На островных вербах и тополях по целым дням заседают вороны и потом долго вьются над островом, спиралью вкручиваясь в небо. И скворцы перед отлетом опять вернулись из степи в хутор. На левом берегу сквозь деревья облетающего леса голубеет небо и смутно желтеет луг. И во дворе, в улочках хутора, и в междурядьях новых виноградников в степи – всюду сопутствует шагам этот шорох палой листвы. Ветер гонит ее по земле, красными и желтыми сугробами наметает к заборам и в кюветы дорог. И никогда еще так не захватывала дух, не казалась такой обжигающе резкой ее сладостная горечь.
Совсем рано поспешил облететь и тот самый клен, в тени которого летом прячется Наташина веранда. Сквозь его многорукие ветви, подпирающие серый свод неба, все время просыпается на веранду пепел тусклого октября. На покрашенные в ярко-зеленый цвет и уже успевшие за лето поблекнуть стены. На забытый еще когда-то очень давно Наташей на гвоздике детский венок из бессмертников – не ярких, но и не увядающих цветов степного Придонья. И на смуглый, горбоносый профиль Рахманинова на открытке, приколотой над приемником к стене кнопкой.

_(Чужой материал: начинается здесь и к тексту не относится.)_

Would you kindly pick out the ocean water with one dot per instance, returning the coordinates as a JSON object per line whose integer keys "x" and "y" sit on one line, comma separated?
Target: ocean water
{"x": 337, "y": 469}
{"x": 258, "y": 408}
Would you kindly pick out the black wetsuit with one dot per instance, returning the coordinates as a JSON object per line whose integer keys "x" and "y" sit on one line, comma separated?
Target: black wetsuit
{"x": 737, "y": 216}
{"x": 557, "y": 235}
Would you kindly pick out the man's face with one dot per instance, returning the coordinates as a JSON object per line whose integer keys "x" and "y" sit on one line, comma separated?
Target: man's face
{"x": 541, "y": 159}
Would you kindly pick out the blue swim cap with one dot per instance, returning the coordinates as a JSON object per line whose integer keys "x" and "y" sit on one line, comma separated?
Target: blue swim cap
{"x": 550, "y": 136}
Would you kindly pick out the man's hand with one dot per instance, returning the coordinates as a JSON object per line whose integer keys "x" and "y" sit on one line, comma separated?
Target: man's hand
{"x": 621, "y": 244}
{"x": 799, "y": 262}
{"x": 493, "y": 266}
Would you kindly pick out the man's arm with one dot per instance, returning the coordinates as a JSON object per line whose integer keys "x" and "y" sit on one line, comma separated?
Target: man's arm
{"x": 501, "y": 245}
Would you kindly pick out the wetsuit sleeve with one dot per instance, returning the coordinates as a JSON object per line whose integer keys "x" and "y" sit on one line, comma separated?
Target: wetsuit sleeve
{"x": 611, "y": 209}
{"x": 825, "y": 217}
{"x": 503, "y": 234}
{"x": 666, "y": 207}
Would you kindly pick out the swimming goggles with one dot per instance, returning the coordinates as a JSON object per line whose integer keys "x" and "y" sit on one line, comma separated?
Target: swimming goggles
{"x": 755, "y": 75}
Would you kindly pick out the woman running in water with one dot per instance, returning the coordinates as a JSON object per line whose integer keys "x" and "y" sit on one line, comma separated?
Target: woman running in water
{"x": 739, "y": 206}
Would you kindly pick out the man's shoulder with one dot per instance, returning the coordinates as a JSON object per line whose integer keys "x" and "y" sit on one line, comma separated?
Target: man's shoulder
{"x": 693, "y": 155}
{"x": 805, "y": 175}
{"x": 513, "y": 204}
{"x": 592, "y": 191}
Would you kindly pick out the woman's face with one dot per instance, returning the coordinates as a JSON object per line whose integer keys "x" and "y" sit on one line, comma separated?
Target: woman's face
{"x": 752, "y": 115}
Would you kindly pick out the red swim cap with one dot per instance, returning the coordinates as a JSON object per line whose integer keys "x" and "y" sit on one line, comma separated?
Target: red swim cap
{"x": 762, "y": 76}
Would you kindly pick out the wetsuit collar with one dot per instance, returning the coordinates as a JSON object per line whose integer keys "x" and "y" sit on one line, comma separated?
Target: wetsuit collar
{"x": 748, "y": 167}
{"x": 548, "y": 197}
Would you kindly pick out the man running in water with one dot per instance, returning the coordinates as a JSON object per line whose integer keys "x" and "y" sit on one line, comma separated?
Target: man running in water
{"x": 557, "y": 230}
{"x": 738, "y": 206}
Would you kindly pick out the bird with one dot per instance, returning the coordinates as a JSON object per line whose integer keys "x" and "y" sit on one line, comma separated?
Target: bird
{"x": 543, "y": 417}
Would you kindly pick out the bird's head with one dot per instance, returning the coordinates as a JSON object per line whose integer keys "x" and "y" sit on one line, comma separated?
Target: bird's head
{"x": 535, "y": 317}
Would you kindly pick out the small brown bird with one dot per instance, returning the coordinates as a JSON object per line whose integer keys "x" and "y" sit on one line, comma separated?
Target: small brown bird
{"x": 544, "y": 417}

Но листва, слетевшая с клена и окутавшая его выступающие из земли узловатые лапы корней, еще не мертвенная, а пламенно-оранжевая, не отдавшая до конца краски лета. Зато синяя краска Дона сгустилась, и временами он вдруг блеснет на стремнине совсем темно, недоступно.
И в самом деле, ранняя на этот раз осень праздновала вокруг свое торжество. Все, за исключением старого виноградного сада на склоне, чьи корни купались в пробившихся из-под глины родниках, желтело и облетало с ветвей раньше, чем всегда. А там, где осени одной не под силу было справиться со своими обязанностями, помогал ей северный ветер, сквозивший между буграми из степи. Сбивал листья с деревьев в хуторских садах и белесые седые космы с береговых верб. Надвигал на хутор серую пехоту туч, и все начинало блестеть, мокнуть.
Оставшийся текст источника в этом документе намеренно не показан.